The Universal Quest


John 12:21.---' We would see Jesus.'

'We would see Jesus.' It is the cry alike of the saint of ripe experience and of the beginner in the spiritual life who only dimly knows that Christ is the source and giver of life eternal. It is the cry of the broken man who has traveled into the far country and longs to return to God. It is the cry of the puzzled man who feels that Christ is fading from him. It is the cry of the hopeful man who is beginning to see all that Christ will be to him when he finds Him more fully. And this desire for Christ, so conscious and clear to itself, which knows what it wants and in its own fashion sets out to seek it, is not the only way in which the Quest of St. John's Greeks is to be traced still among us. 'We would see Jesus' is the unconscious cry of all lives, whatever quest they are bent upon, and traveling along whatever road of thought and endeavor and purpose and aspiration. The successful man of business standing at the summit of ambition knows that there is a void in his soul which no prize of wealth or position can fill and satisfy. The thinker exploring the secrets of truth is growing conscious that he has not discovered the key to unlock the hidden mysteries. The artist, in his struggle to reach the half-discovered beauty of the universe, finds that it flies before him as it to lead him on to a fullness of loveliness which he can never find. Behind all that they think or do or love to seek for is a deep persistent hunger for something higher.

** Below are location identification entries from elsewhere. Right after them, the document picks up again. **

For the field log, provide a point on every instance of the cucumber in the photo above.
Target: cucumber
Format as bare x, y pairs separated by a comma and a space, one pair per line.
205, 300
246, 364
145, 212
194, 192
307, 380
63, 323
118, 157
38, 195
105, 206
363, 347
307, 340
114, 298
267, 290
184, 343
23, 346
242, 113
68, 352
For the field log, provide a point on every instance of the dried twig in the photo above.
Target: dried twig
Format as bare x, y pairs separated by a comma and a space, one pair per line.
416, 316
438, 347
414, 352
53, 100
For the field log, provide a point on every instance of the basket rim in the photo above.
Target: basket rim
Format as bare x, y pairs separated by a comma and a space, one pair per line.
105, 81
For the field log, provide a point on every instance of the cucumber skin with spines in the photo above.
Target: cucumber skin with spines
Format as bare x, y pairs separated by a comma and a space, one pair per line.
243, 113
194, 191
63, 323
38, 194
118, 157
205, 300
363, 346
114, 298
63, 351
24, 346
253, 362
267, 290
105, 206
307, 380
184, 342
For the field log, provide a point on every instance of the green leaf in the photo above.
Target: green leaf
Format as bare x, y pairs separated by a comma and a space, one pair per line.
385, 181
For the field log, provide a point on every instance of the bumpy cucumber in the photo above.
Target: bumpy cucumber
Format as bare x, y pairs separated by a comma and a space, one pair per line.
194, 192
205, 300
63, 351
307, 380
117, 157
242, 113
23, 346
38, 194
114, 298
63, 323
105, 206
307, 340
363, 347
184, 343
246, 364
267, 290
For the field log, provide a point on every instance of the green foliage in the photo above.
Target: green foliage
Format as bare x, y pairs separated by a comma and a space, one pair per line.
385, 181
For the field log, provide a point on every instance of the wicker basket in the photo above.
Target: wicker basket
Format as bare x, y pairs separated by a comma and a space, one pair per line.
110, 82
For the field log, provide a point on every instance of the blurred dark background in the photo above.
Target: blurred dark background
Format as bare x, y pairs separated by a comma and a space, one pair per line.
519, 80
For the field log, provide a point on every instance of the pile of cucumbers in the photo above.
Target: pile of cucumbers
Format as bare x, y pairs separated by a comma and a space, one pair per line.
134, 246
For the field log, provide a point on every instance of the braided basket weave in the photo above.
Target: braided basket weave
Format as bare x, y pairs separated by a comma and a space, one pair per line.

Christianity offers itself to men conscious of its power to speak to a universal desire and to give the answer to a universal quest. The question is often asked, "What is Christianity?" and to that question there are many answers. All true Christian experience replies, "Christianity is Christ." It is a religion; but its distinctive character is the message of the Christ as Savior. It implies creed; but its basis is the revelation of a Person. It becomes an ethical system; but its controlling principle is devotion to Christ. It lives as a Church, a society of souls; but its bonds of fellowship and vital secret are Christ. Christian experience consists in a vision of that Person and the effect of that vision upon life.

To those who see Jesus so, the one and only failure that matters is the failure to respond to that vision when it is offered. The real tragedy of life is to be blind to Jesus. It is possible to stand in His Presence and yet not see Him.

It is only the Christian who sees Christ; to others He is but a literary figure, or an historical problem, or an inexplicable influence; they have not the vision of what He is. Christ was veiled to the Pharisee because of his self-righteous pride: He was veiled to the Sadducee because of his determined skepticism: He was veiled to Herod, though he had desired for a long time to see Him, for he saw Him only through the blinding mists of his arrogant lusts. And so because Christ is the Eternal antithesis to sin and self-assertion, the world which knows so much about Him still knows Him not, though its heart is unsatisfied.

There are two questions which claim an answer as we think of the quest for Christ.

Where and how can we gain the vision? Even from His Church Jesus was hidden till He died and rose again, and the full meaning of His message was obscure till it stood out large and luminous in the light of His Cross and Resurrection. Speculate about Jesus, make Him a mere theological thesis, admire Him and learn from Him only as the supreme religious philosopher, and we will not see Him. But kneel at His Cross and hear His 'It is finished,' and yield our souls to Him in the submission of faith, and to us with all His saints there will come the Epiphany of Himself, and one unveiling which makes God real, and brings redemption within the range of practical experience, a gift to possess and a life to live.

What is the price to be paid for that vision? It is twofold. First, Search. 'Seek ye my face.' Desire and longing must pass into earnest and believing quest. If we would see Christ we must seek Him. It is an old road, the road of secret prayer, the road of reading His Scriptures, the road of worship; a road plain but not easy, for it leads away from fashionable self-assertion to the low door of self-humiliation. It is wet with tears of generations of penitents, and a man can travel along it only upon his knees. But it leads to Jesus, and that is everything.

Secondly, Surrender. We must have Christ on His own terms or we will not have Him at all. 'I count all things but loss for the excellency of the knowledge of Christ Jesus my Lord.' Those are deep words of St. Paul.